Distinção entre os níveis
É importante ressaltar, que na América Latina, de modo particular, é mais clara
distinção entre estes três níveis. A teologia popular se dá numa linguagem corrente
enquanto a teologia profissional é marcada por uma linguagem técnica. A teologia
pastoral se dá numa posição intermediária entre estas duas instâncias, ora decodificando
a profissional para a popular, ora levantando questionamentos da popular para
profissional, de maneira interativa.
Teologia popular
É a teologia realizada, como reflexão de fé, por cristãs (ãos), no âmbito pessoal ou
comunitário, de maneira espontânea, orientada pela questão básica: “o que Deus está
dizendo para mim ou para minha comunidade neste acontecimento ou momento da
existência?”
Ela acontece nos espaços eclesiais: no círculo bíblico, no grupo de jovens, no
grupo de crisma, na reunião de catequistas, no núcleo de militantes cristãos, no grupo de
espiritualidade e partilha ou mesmo na reflexão pessoal da Palavra de Deus.
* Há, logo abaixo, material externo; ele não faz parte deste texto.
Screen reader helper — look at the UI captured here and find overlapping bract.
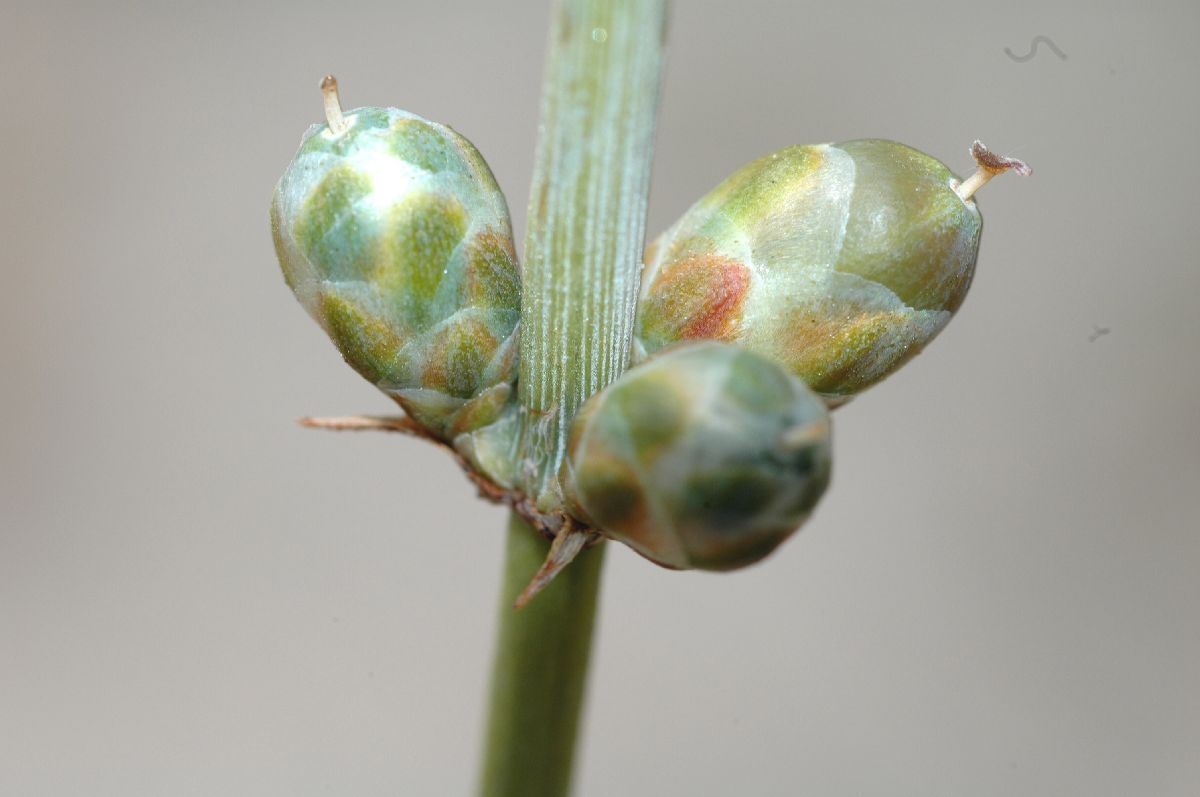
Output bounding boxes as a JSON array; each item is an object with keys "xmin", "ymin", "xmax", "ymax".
[
  {"xmin": 637, "ymin": 139, "xmax": 982, "ymax": 404},
  {"xmin": 560, "ymin": 342, "xmax": 832, "ymax": 570},
  {"xmin": 273, "ymin": 120, "xmax": 989, "ymax": 573},
  {"xmin": 271, "ymin": 107, "xmax": 521, "ymax": 442}
]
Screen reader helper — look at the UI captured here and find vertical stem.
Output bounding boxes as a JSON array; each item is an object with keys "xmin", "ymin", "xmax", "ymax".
[
  {"xmin": 518, "ymin": 0, "xmax": 667, "ymax": 506},
  {"xmin": 478, "ymin": 515, "xmax": 606, "ymax": 797},
  {"xmin": 478, "ymin": 2, "xmax": 665, "ymax": 795}
]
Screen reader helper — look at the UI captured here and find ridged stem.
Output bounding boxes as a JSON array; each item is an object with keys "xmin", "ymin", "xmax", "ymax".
[
  {"xmin": 477, "ymin": 515, "xmax": 606, "ymax": 797},
  {"xmin": 477, "ymin": 1, "xmax": 665, "ymax": 795},
  {"xmin": 517, "ymin": 0, "xmax": 666, "ymax": 506}
]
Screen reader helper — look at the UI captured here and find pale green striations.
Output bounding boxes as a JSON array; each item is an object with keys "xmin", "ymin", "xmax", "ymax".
[
  {"xmin": 637, "ymin": 139, "xmax": 983, "ymax": 405},
  {"xmin": 560, "ymin": 341, "xmax": 832, "ymax": 571},
  {"xmin": 271, "ymin": 106, "xmax": 523, "ymax": 485},
  {"xmin": 517, "ymin": 0, "xmax": 666, "ymax": 511}
]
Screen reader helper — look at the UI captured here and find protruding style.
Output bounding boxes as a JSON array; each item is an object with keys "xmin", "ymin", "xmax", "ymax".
[
  {"xmin": 636, "ymin": 139, "xmax": 1028, "ymax": 404},
  {"xmin": 954, "ymin": 140, "xmax": 1032, "ymax": 201},
  {"xmin": 271, "ymin": 82, "xmax": 523, "ymax": 477},
  {"xmin": 319, "ymin": 75, "xmax": 350, "ymax": 137}
]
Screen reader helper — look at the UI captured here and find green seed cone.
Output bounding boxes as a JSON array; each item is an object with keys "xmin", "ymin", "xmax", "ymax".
[
  {"xmin": 560, "ymin": 341, "xmax": 832, "ymax": 571},
  {"xmin": 636, "ymin": 139, "xmax": 982, "ymax": 404},
  {"xmin": 271, "ymin": 106, "xmax": 521, "ymax": 440}
]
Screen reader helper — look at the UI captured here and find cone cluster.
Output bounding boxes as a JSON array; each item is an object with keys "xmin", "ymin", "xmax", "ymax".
[{"xmin": 273, "ymin": 99, "xmax": 1005, "ymax": 572}]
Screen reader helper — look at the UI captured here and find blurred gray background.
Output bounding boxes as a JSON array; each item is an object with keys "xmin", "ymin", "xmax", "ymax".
[{"xmin": 2, "ymin": 1, "xmax": 1197, "ymax": 794}]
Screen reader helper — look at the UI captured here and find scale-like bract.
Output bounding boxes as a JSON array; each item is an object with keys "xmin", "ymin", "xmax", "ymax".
[
  {"xmin": 272, "ymin": 107, "xmax": 521, "ymax": 441},
  {"xmin": 561, "ymin": 342, "xmax": 832, "ymax": 570},
  {"xmin": 638, "ymin": 140, "xmax": 982, "ymax": 404}
]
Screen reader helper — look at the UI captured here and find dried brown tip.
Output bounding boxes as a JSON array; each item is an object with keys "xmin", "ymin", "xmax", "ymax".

O método
utilizado é o confronto entre a experiência vital e a Palavra de Deus. É alimentada e
enriquecida por cursos de treinamento, encontros mensais de catequistas, reuniões de
preparação para animadores. Esta transmissão ou troca de conhecimento e experiência é
realizada por pessoas da própria comunidade, de acordo com suas aptidões, sem
conhecimentos mais profundos.
66LIBÂNIO, p. 199.
55
O produto desta reflexão é predominantemente oral, expressos em comentários,
exposições, partilhas, celebrações e dramatizações, mas também são produzidos
materiais escritos como: roteiros, folhetos, boletins, cartilhas, etc.
Por meio destes recursos simples, o povo simples se torna capaz de desenvolver um
senso crítico mais aguçado, tornando-se agentes da reflexão teológica e não meros
repetidores dos pensamentos dos outros.
Teologia profissional
Trata-se da teologia elaborada seguindo as exigências do rigor científico. É lógica,
metódica e sistemática sem deixar de se dinâmica, permitindo deste modo, que se
realize os dois principais movimentos internos da teologia, ou seja, de coletar os dados
(auditus fidei) e de refletir sobre eles (intelectus fidei).
Neste nível de teologia, faz-se necessário um bom conhecimento e a correta
utilização dos dados da Escritura, da Tradição, dos dogmas, das definições do
Magistério e capacidade de relacioná-los com as manifestações da comunidade eclesial.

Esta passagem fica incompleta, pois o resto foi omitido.